When Rosamund and her mother visit the apothecary’s shop, the little girl is captivated by a jar she wrongly assumes to be made of deep purple glass. She begs her mother to buy it for her, but her mother sensibly explains why she will not. When it is clear that Rosamund is unlikely to change her mind, her mother gives her the choice of the jar or a new pair of shoes, but not both. After some more thought, Rosamund decides she will take the jar. When the precious jar is delivered to the house, Rosamund discovers almost immediately that the luscious color comes from the nasty-smelling liquid it contains. Once the liquid has been poured out, there is nothing left but an ordinary clear glass container. Her mother holds her to her decision and will neither return the jar nor purchase the new shoes for another four weeks.
Of course Rosamund should not have ignored the evidence from her senses that her shoes were completely worn out. Stones were getting in through the tattered soles, which made walking even a short distance rather painful. But her lively imagination presented such a glorious image of that purple jar filled with flowers placed on the mantel that she ignored her mother’s caution to inspect the jar, just in case it was not what it seemed. Possession of the jar, Rosamund had convinced herself, would bring her a degree of happiness that no pair of shoes could.
Rosamund’s second fatal mistake is the more intriguing of the two because it involved a different kind of intelligence. Like a fairy, her mother promised to grant her one wish and one wish only. Rosamund should have realized (maybe) that she was in exactly same situation as a heroine in a fairy tale. Of course, no fairy is not obliged to sit down and review the pros and cons of a wish on offer to the chosen one, so Rosamund should have been more cautious before she leapt. By choosing the purple jar instead of the shoes, Rosamund ended up with the equivalent of a sausage hanging where her nose should be, just like the silly wife in Charles’ Perrault’s “The Three Wishes,” but without the luxury of one more wish to put things to rights again.What Rosamund grasps during a month of stumbling around in down-at-the-heel shoes, is how difficult it is to anticipate where you may need to go. Her shoes were so disgraceful that her father left her at home while the rest of the family visited a glass house, which she very much wanted to see. No shoes, no outing. Rosamund’s journey in “The Purple Jar” was not as long as Dorothy’s on the Yellow Brick Road, but it was no less arduous for having taken place inside of her head, being the first step on the road to maturity. While Rosamund wants to be a sensible, intelligent and independent person, she also senses that it would be good to hold on to the capacity for magical thinking that got her in trouble in the first place: “Oh mamma, how I wish that I had chosen the shoes–they would have been of so much more use to me than that jar: however, I am sure–no not quite sure, but I hope, I shall be wiser another time.”

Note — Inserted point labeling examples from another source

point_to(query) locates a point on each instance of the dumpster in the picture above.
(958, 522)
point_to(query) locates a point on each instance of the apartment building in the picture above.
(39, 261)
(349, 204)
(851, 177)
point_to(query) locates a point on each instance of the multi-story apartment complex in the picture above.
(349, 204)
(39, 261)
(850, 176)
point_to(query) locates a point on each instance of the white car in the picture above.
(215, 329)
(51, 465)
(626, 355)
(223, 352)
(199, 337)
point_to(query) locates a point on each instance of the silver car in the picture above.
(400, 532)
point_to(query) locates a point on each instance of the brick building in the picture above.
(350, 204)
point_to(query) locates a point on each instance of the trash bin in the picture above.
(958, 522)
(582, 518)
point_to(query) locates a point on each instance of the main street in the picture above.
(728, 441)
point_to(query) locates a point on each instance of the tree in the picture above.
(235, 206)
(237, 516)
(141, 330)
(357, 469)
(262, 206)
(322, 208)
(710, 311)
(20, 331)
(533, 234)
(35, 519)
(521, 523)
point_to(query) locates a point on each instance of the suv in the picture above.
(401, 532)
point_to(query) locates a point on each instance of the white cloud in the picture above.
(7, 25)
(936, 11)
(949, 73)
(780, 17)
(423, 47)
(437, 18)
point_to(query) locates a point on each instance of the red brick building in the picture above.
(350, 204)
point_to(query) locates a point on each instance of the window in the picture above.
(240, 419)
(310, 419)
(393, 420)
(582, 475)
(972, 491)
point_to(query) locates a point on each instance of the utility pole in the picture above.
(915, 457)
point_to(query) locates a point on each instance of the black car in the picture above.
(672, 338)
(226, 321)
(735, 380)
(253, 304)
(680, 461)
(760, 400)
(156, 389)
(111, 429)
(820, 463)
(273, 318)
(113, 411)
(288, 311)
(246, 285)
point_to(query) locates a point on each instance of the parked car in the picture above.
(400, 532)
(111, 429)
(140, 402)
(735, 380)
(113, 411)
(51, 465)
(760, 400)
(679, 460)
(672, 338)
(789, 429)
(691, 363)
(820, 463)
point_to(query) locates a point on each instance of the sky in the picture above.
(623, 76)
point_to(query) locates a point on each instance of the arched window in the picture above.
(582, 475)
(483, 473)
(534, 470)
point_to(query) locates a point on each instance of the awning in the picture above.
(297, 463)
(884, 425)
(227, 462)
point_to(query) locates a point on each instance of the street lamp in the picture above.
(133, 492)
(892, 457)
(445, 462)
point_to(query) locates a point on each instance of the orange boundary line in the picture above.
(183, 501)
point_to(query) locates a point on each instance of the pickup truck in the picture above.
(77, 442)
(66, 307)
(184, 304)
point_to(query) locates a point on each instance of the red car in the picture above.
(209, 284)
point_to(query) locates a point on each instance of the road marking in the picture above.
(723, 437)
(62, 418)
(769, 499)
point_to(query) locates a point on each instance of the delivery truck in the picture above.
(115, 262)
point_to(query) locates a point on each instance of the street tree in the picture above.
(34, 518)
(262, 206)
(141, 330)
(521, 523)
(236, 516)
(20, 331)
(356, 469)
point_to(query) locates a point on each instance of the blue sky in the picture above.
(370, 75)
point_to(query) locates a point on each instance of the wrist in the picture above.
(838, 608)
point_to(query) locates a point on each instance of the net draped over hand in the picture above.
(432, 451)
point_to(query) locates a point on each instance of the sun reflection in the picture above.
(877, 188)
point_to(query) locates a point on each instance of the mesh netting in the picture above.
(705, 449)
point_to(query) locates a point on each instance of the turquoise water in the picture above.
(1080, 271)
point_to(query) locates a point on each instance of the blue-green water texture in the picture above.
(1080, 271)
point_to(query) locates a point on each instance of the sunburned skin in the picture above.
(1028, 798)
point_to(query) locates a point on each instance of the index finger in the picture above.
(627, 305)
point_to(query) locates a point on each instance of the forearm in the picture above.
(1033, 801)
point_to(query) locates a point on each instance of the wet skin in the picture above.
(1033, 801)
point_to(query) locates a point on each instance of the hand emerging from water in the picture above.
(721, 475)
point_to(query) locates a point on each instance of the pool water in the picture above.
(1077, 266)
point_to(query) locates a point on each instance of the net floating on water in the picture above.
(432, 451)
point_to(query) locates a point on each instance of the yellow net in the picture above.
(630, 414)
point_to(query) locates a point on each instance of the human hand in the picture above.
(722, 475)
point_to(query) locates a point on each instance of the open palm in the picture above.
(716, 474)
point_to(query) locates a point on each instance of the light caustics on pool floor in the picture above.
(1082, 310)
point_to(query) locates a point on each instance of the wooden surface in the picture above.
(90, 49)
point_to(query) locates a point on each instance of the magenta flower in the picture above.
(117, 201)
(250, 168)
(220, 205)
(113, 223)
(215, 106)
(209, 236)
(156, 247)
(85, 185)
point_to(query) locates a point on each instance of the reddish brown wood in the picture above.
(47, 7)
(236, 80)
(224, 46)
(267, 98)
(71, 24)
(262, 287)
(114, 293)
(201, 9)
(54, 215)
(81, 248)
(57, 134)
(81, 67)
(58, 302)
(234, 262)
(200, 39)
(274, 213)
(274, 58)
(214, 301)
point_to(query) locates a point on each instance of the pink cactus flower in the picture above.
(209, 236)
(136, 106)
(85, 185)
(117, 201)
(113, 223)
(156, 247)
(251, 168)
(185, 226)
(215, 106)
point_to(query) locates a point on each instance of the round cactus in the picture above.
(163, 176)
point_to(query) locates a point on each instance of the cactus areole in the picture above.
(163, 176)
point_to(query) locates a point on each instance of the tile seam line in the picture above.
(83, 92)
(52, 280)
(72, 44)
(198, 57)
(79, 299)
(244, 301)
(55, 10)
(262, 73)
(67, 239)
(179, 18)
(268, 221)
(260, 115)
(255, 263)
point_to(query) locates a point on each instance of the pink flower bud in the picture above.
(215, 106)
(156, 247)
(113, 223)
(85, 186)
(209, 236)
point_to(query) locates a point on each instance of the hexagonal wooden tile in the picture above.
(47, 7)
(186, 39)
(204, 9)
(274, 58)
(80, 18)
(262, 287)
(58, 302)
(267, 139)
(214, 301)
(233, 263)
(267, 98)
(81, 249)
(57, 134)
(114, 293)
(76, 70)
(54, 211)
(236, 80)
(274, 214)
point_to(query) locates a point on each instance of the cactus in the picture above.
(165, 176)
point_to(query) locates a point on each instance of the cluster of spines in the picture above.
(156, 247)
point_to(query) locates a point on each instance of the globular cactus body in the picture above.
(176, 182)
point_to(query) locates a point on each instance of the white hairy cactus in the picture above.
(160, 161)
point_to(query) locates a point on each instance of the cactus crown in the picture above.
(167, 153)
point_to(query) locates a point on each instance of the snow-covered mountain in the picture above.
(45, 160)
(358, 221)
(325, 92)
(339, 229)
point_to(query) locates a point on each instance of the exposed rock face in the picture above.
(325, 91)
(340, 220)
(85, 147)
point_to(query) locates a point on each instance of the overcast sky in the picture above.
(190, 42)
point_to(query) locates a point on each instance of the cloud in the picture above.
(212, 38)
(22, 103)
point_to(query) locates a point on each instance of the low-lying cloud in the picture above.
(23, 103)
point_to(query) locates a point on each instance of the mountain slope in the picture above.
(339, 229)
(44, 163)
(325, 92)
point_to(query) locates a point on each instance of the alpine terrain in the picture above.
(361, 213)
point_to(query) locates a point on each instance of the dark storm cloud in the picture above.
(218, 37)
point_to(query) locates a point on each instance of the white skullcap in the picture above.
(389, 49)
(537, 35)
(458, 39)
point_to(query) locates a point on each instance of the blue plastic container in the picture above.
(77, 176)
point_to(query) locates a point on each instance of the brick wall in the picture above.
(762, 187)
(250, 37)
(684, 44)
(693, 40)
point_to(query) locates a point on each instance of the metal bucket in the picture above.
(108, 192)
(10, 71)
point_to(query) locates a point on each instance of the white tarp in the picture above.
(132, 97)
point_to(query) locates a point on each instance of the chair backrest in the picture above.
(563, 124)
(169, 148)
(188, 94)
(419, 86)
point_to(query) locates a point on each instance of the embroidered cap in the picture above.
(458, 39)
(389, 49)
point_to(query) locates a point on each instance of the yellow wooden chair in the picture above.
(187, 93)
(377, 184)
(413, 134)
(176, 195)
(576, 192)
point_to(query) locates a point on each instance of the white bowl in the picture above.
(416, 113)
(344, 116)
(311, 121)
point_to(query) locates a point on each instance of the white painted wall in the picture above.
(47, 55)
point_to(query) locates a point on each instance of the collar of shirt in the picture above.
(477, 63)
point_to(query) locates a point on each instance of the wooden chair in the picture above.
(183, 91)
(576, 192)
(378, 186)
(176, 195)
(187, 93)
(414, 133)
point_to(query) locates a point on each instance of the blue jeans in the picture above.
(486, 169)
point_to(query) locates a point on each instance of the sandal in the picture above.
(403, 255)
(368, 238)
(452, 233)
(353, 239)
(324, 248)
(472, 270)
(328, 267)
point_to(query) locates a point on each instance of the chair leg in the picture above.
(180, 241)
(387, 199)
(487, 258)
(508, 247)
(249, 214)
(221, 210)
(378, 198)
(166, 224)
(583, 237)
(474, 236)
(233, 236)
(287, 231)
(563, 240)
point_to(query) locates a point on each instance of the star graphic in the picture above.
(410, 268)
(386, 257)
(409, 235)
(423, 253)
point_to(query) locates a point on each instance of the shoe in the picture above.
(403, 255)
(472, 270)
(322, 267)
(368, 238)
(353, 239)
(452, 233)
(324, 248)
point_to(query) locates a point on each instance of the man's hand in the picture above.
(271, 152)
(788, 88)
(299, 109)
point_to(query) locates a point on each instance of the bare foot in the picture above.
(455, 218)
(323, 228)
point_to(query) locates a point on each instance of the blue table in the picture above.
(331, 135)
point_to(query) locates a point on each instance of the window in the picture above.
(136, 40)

“The Purple Jar” looks like a realistic story in easy language for young children. The way Edgeworth skillfully weaves fairy tale elements into an ordinary incident underscores its importance in her life. It’s implies that there is no learning without the curiosity, imagination, or fear of making mistakes.
This post is dedicated to the memory of Mitzi Myers, who loved and understood Rosamund perhaps better than anyone except Edgeworth herself.